Les salaires stagnent mais les entreprises du CAC 40 ont versé 61 milliards d'euros de dividendes au deuxième trimestre, le montant le plus élevé d'Europe

Publié le par FSC

Hélène May
L'Humanité du 15 septembre 2026

En tête de ces bienfaiteurs d’investisseurs, Sanofi, la société pharmaceutique biberonnée aux aides publiques, avec 5 milliards d’euros versés
© iStock

 

Les sociétés françaises cotées en Bourse ont versé près de 61 milliards d’euros de dividendes au deuxième trimestre 2026, ce qui les place à la deuxième place du palmarès mondial de la rétribution des actionnaires, derrière les Américaines.
À l’heure où, de l’extrême droite au centre, les appels à couper dans la protection sociale se multiplient, voilà un chiffre qui laisse rêveur. Au deuxième trimestre 2026, les entreprises du CAC 40, celles qui sont cotées en Bourse, ont versé près de 61 milliards d’euros à leurs actionnaires, soit à peine moins que la moitié du déficit de la France.
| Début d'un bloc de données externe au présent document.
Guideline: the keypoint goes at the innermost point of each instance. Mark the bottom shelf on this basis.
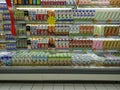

Cette performance en fait les championnes d’Europe toutes catégories, devant l’Allemagne (44,5 milliards d’euros), l’Italie (15,1 milliards) et l’Espagne (11,5 milliards). Elle les place au deuxième rang, derrière les entreprises américaines qui ont reversé, elles, près de 153,6 milliards d’euros.

Le classement de tête


En tête de ces bienfaiteurs d’investisseurs, Sanofi, la société pharmaceutique biberonnée aux aides publiques, avec 5 milliards d’euros versés, suivie par la compagnie Axa (4,9 milliards) et enfin Bolloré (4,2 milliards, dont une partie revient dans les poches du groupe du milliardaire d’extrême droite). Les travailleurs français, dont les salaires stagnent depuis 2021, apprécieront.


Preuve s’il en est que le système financier sert bien plus à s’autoalimenter qu’à investir, il est au niveau mondial la première source de cette pluie de dividendes, avec 207,8 milliards d’euros versés, soit un chiffre en hausse de 8,1 %.
En comparaison, l’industrie fait pâle figure, avec 75 milliards d’euros seulement reversés aux actionnaires, devant le secteur tech (62 milliards). Ces chiffres pharaoniques sont d’ailleurs tirés par d’importants rachats d’actions, une pratique devenue massive qui sert à tirer les cours vers le haut. Ils ont atteint à peine moins de 500 milliards d’euros, soit un bond de 26,8 %. Preuve que pour certains, l’argent magique existe bien.